Comment:  This is a disappointing opinion, especially as changes within the composition of the Ohio Supreme Court in recent years had suggested that it might be less aggressively pro-policyholder in its approach to coverage disputes than its opinions in cases such as Vanliner and B.F.Goodrich might have foretold.   The opinion also runs against the trend in most states, wherein courts have declined to find coverage for the parents and supervisors of violent individuals.

 

Tri-Etch, Inc. v. Cincinnati Ins. Co., 49 SO2-09-01-CV-8 (Ind. July 21, 2009).

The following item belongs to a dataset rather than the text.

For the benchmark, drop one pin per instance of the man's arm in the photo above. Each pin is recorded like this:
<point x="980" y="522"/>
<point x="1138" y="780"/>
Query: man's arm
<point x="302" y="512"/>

The Indiana Supreme Court has ruled that the negligent failure of an alarm company to carry out its contractual responsibilities, leading to the kidnapping and death of a store employee, failed to seek recovery for an “occurrence.”  The court ruled that claims like this that are based on the insured’s negligent performance of commercial or professional services should be covered, if at all, under E&O policies but were not covered by the CGL.  Nor was the fact that the liability action was tried on a tort theory rather than a claim for breach of contract dispositive.   The Court separately ruled that Cincinnati was entitled to assert late notice as a defense to coverage, notwithstanding the fact that it had denied coverage on other grounds, observing that “there is no reason why an insurer should be required to forego a notice merely requirement merely because it has other valid defenses to coverage.”

Comment: A surprising and encouraging opinion, not least because it comes from the court once thought lost to insurers.  As with Kvaerner in Pennsylvania, this opinion sketches out broad rules limiting the scope of liability insurance coverage for disputes that are best left to the contractual dealings between the parties.